Hello! Let me first clarify, this is for a personal project, based on an idea I always use to learn all kinds of things: personal finance tracking.
The DB model I typically use looks something like this:
Initially, I made the decision to separate incomes, expenses and transfers into separate tables, which makes sense to me, according to the way I learned DB normalization.
But I was wondering if there is any benefit in somehow mixing the expense and income tables (since they are almost identical, and any code around these is always almost identical), or even all 3 (expense, income and transfer). Maybe it is more convenient to have the data modeled like this this for an API, but for BI or analytics, a different format would be more convenient? How would such format look like? Or maybe this would be better for BI and analytics, but for an API it’s more convenient to have something different?
A while ago at a previous job, an experienced software architect once suggested, for a transactional system, to separate the transactional DB from a historical DB, and continuously migrate the data differences through ETL’s. I have always thought that idea is pretty interesting, so I wonder if it makes sense to try in my little personal project.

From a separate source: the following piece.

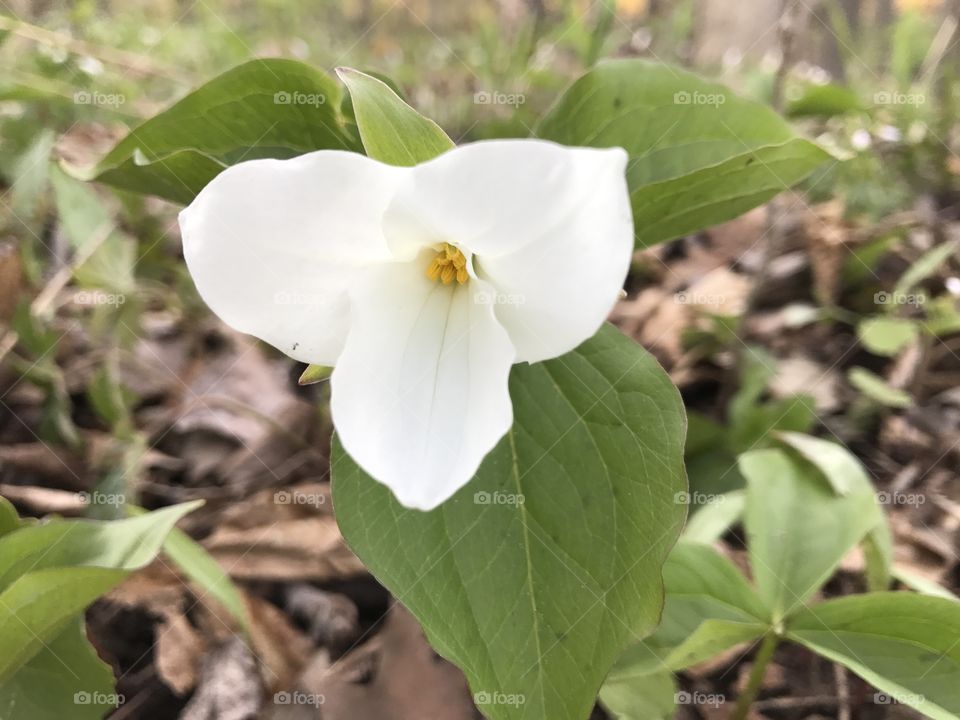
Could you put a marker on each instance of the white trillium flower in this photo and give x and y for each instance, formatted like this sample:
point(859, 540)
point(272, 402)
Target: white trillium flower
point(420, 285)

If it was you, how would you model personal finance tracking? Is there something you think I may be missing, or that I should look into for DB modeling?
(Note: I intentionally do not track loans / investments, or at least I have not tried to integrate it for the sake of simplicity, and I have no interest in trying YET.)
In my mind, tables being identical is indeed a code smell. Combine them and add a type column, if you’re going for normalization.
The one exception, for me, would be if there’s a performance issue. For example, I frequently work with data where we want to maintain history, and the easiest way to do that is to dupe each record, every time it changes. A “normalized” solution would have you do that in the same table, and just add a version ID to each record. But with a high volume of data (that you’re probably going to use VERY sparingly) that may either cause reduced performance, or just be annoying to deal with (I.E. constantly having to remember to filter to just the most-recent versions).
Also, from a higher-level business perspective, look into ledger-based accounting. It’s the generally-used system among professional accountants and accounting software. One transactions (or distributions) table (I.E. the ledger) contains all movement of money, in the form of dollar amounts being moved from a source account to a destination account. Accounts are categorized as Expenses, Income, Assets, or Liabilities (also sometimes Equity). So, if you pay an electric bill, that’s just a transaction/distribution moving money from an Asset account (E.G. “Checking XXXX”) to an expense account (E.G. “Utilities: Electricity”). Tracking expenses and income becomes simply a matter of looking at account balances, and auditing is performed by making sure all account balances, when they’re tracked ot built maybe from separate systems, or separate ledgers, add up to $0.
I agree I should get a grasp on ledger based accounting before my next project. Thanks for pointing me in the right direction!